Streaming generated Excel
Our code makes use of Streaming version of XSSF from Apache POI (SXSSF). While this allows for smaller memory footprint to produce the resulting Excel file, it does not actually stream the rows to the client -- it generates the entire Excel file (using temp files) and only when done it will copy the bytes to the client.

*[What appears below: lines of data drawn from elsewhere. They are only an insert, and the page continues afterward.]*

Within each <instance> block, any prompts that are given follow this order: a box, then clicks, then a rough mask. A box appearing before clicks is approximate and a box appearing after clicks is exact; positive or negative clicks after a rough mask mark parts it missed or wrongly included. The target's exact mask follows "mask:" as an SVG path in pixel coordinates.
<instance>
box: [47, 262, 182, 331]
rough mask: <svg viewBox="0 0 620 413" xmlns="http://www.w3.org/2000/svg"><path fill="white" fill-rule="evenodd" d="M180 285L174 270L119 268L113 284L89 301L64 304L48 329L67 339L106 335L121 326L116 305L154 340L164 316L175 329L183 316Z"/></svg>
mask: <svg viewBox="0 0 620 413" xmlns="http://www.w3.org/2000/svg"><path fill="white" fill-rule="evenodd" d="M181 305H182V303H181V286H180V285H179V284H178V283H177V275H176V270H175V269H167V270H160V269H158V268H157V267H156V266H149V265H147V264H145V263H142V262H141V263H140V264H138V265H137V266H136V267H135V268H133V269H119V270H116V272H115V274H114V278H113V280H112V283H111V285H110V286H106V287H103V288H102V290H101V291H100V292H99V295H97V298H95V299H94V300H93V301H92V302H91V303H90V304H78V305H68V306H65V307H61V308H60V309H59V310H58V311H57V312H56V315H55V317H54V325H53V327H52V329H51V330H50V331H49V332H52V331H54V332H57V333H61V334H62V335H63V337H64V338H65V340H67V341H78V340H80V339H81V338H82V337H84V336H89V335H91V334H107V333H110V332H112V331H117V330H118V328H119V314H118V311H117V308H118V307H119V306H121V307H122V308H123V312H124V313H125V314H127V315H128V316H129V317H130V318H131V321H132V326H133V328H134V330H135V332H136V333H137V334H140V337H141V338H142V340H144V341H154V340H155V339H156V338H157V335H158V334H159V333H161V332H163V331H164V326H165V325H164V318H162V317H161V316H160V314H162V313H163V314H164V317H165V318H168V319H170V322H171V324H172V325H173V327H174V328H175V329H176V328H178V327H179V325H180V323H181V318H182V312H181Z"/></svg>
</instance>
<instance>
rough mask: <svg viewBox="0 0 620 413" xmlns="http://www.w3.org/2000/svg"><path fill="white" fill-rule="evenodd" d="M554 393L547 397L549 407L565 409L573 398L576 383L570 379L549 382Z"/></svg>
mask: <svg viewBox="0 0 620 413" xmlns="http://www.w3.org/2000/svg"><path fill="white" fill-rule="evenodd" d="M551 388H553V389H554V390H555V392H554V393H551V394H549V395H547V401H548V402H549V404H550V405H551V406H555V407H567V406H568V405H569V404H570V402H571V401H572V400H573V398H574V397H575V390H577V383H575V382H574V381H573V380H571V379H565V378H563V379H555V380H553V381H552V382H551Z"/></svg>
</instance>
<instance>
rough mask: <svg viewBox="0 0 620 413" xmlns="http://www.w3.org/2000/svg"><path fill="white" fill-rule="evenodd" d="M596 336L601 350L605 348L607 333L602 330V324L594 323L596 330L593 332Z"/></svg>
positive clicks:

We wish to send data to the client as soon as it is generated by the server (with some buffering for performance).
Background
- We don't merge cells and we don't change formats when we generate 100,000s of rows: All style definitions remain unchanged.
- We just add rows, 1 by 1 to a sheet
- We never seek or look at any other row in any of the sheets containing actual data
Considering the above, we can
- Prepare the Excel sheet metadata (styles, sheet names, ...) based on our template.
- We process sheets 1 by 1: allowing us to send row data to the client
Because of how we generate Excel, we could send content to the client as it is generated -- preventing client timeouts.
Concept
- Open template
- Modify the simple stuff (add new style references or similar)
- Write to temp file. This has to be very fast.
- Open temp file and stream fixed content in Excel format: metadata, sheet definitions, etc.
- For every data sheet that has generated data, stream it.
Howto
-
streaming.SXSSFWorkbook
only writes data to outputStream in#write(OutputStream)
method. We want to set the targetoutputStream
early in the generation process and flush as much data as possible to the client. We need a new method#setOutputStream(OutputStream)
. - We need a method that signals the Super
SXSSFWorkbook
that we are done with metadata or with a sheet so that it can send stuff down the target stream. Review the#write()
method and see how we can hack it to make the entire thing streamable.